Direction et fonctionnement de l’école

Le SNUipp-FSU se mobilisera pour obtenir rapidement de réelles avancées. D’ores et déjà, il appelle les directions d’école à ne pas répondre aux questionnaires liés dans le cadre des évaluations qui les placent en position d’évaluateurs des équipes enseignantes. Pour porter ses revendications sur la direction d’école, il proposera à la profession une journée d’expression, un an après la mort de Christine Renon, dans la première semaine d’octobre.


RASED

Le SNUipp-FSU engage avec le collectif RASED une campagne pour la défense et le développement des RASED, avec une opération cartes postales et une journée de mobilisations le 14 octobre.



Observatoire du métier

Le SNUipp-FSU encourage les personnels à témoigner sur ces évaluations et sur le plan français, comme sur les conditions générales de cette rentrée, via l’observatoire du métier enseignant.


Etats généraux du numérique

Le ministère organise des états généraux du numérique les 4 et 5 novembre. Le SNUipp-FSU y interviendra pour interroger les usages du numérique éducatif et porter la question de l’accès aux équipements. Parallèlement la FSU étudie l’opportunité de la création d’un service public du numérique.


Education prioritaire

Dans la perspective de la redéfinition de la carte de l’éducation prioritaire par le ministère, la FSU organise des états généraux nationaux. Le SNUipp-FSU appelle à décliner, dans un cadre fédéral, des états généraux départementaux pour construire les interventions et la mobilisation des personnels pour la défense de l’éducation prioritaire.


AESH

Le SNUipp, avec la FSU, reprendra contact avec l’intersyndicale nationale pour porter les revendications sur de meilleures conditions d’emploi pour les AESH (statut, salaires, formation...). Il participera à la journée de mobilisation contre la précarité organisée par la FSU le mercredi 18 novembre


108h

S’appuyant sur la première ouverture obtenue dans les groupes de travail direction et fonctionnement d’école de non remontée du tableau des 108 à la hiérarchie, le SNUipp-FSU poursuit sa campagne de réappropriation de ces heures et demande la révision des obligations de service en ce sens.


Paritarisme

Le SNUipp-FSU poursuivra les remontées au ministère de tous les dysfonctionnements et injustices constatés dans les départements et demandera de revenir aux règles antérieures, plus transparentes et équitables. Il s’engage avec la FSU dans une campagne d’information et de conviction à destination des agent·es pour rétablir les compétences des CAP.

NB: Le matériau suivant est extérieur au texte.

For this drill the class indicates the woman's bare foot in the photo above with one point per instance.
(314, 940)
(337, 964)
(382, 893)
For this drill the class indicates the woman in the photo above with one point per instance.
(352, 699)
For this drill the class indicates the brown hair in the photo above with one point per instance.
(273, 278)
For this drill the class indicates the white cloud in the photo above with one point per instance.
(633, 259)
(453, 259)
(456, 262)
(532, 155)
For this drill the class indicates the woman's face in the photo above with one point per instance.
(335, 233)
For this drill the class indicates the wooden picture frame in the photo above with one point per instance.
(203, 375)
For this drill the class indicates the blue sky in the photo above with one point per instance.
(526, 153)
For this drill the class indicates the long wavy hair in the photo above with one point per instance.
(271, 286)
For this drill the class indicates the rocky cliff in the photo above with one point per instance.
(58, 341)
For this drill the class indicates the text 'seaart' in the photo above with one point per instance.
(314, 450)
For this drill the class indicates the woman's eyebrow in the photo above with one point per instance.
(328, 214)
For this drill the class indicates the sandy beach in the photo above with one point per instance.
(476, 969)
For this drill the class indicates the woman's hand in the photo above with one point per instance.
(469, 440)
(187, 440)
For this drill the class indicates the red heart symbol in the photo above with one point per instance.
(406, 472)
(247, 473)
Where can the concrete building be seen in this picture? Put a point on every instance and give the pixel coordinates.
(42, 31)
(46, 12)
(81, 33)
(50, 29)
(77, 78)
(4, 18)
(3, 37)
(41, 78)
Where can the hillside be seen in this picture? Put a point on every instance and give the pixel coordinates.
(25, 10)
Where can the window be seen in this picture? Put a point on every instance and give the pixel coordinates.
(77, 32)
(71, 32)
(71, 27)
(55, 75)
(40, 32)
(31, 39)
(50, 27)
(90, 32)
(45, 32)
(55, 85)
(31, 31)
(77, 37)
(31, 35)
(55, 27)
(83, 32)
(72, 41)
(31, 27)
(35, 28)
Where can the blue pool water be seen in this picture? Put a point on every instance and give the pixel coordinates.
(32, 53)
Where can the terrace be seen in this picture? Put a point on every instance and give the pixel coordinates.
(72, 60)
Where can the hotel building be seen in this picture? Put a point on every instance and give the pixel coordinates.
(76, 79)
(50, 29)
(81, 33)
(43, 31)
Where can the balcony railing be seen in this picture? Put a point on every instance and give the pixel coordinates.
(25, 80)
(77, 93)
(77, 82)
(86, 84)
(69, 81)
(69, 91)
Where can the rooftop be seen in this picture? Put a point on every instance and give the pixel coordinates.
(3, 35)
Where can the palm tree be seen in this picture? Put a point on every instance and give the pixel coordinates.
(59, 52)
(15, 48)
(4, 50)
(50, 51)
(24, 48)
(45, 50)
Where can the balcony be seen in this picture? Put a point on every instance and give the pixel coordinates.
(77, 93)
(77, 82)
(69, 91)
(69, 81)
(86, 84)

Marche nationale des sans-papiers

Alors que la situation des migrant·es continue de se dégrader, le SNUipp-FSU appelle à participer à toutes les initiatives qui auront lieu dans le cadre de la marche nationale de soutien aux sans-papiers du 19 septembre au 17 octobre pour exiger une politique d’accueil digne, la régularisation des sans-papiers, la fin des expulsions, la fermeture des CRA, un droit au logement et la sanctuarisation de l’école.


17 octobre, journée du refus de la misère

Le confinement a révélé davantage la pauvreté dont certains enfants sont victimes. Le SNUipp-FSU invite les personnels à participer aux initiatives, qui se dérouleront le 17 octobre prochain, journée mondiale du refus de la misère. Avec le collectif organisateur, il met à la disposition des enseignant·es un dossier pédagogique pour ouvrir les élèves aux questions de justice sociale et environnementale.


Mobilisé·es contre les violences faites aux femmes

Le rapport sénatorial sur le financement de la lutte contre les violences faites aux femmes pointe la quasi-absence de mesures nouvelles et la communication gouvernementale trompeuse sur le budget qui y est consacré. Le SNUipp-FSU continue son engagement pour le développement de l’éducation à l’égalité et pour obtenir des moyens et des mesures à la hauteur des besoins dans le cadre de la préparation du budget et des mobilisations à venir autour du 25 novembre.

 

Journée internationale de la Paix

Le SNUipp-FSU appelle à participer à la journée internationale de la Paix où, partout en France, différentes initiatives verront le jour le samedi 19 septembre, pour la paix et contre les dérèglements climatiques, pour la justice sociale et les droits humains, pour le désarmement nucléaire.